Bundeskanzler erstmals dabei Chanukka-Fest beginnt in Berlin mit Olaf Scholz

Berlin · Zu Beginn des jüdischen Lichterfests wird am Donnerstag (15.00 Uhr) in Berlin die erste Kerze an einem großen Chanukka-Leuchter am Brandenburger Tor entzündet.

Alle neun Lichter brennen bei Sonnenuntergang auf dem Chanukka-Leuchter, der vor dem Brandenburger Tor steht. (Symbolbild)

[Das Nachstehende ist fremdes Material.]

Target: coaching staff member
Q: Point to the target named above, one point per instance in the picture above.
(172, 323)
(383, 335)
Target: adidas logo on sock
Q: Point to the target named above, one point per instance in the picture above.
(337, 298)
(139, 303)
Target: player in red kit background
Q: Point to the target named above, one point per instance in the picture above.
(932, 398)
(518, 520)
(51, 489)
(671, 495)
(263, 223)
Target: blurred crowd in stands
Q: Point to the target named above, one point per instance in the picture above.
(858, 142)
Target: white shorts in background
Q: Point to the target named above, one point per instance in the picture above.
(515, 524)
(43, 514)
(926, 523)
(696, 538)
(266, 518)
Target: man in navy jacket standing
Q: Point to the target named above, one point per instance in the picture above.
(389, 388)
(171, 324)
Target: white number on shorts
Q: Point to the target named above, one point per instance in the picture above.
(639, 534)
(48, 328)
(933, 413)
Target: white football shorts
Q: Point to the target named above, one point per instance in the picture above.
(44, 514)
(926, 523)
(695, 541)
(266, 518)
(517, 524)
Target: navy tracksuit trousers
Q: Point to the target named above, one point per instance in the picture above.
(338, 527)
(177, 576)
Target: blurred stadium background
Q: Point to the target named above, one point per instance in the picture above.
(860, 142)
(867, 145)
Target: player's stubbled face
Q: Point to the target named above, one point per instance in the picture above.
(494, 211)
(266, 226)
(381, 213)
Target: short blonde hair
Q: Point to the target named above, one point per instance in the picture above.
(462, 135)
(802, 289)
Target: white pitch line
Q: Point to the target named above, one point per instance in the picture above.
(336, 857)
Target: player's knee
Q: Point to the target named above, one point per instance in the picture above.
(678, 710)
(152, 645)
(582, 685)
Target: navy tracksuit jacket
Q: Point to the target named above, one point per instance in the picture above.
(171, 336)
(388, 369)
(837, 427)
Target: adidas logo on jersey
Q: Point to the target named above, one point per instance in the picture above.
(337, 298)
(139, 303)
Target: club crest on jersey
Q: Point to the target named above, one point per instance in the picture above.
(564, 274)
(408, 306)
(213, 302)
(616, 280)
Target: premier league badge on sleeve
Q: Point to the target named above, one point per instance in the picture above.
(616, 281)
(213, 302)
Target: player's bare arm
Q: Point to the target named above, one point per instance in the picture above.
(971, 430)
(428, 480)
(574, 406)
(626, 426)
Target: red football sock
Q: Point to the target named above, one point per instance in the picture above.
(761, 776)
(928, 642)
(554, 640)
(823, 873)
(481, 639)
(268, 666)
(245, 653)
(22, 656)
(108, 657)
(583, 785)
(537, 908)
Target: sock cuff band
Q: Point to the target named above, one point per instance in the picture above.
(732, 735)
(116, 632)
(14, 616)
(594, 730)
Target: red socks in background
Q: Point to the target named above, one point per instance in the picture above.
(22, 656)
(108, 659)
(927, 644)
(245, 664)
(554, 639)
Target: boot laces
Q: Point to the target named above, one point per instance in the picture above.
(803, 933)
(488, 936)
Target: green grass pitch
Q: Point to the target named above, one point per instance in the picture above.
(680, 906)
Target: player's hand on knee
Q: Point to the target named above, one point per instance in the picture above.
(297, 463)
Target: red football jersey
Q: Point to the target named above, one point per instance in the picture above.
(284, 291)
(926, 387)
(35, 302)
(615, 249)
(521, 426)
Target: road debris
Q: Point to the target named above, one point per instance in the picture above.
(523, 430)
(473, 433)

Alle neun Lichter brennen bei Sonnenuntergang auf dem Chanukka-Leuchter, der vor dem Brandenburger Tor steht. (Symbolbild)

Foto: dpa/Peter Kneffel

Erstmals nimmt nach Angaben der Veranstalter Bundeskanzler Olaf Scholz an der Zeremonie teil. Angekündigt sind auch der israelische Botschafter Ron Prosor und die Familie von Yarden Roman, die zeitweise von der Terrororganisation Hamas als Geisel gefangen gehalten worden war. Berlins Regierender Bürgermeister Kai Wegner hält ein Grußwort.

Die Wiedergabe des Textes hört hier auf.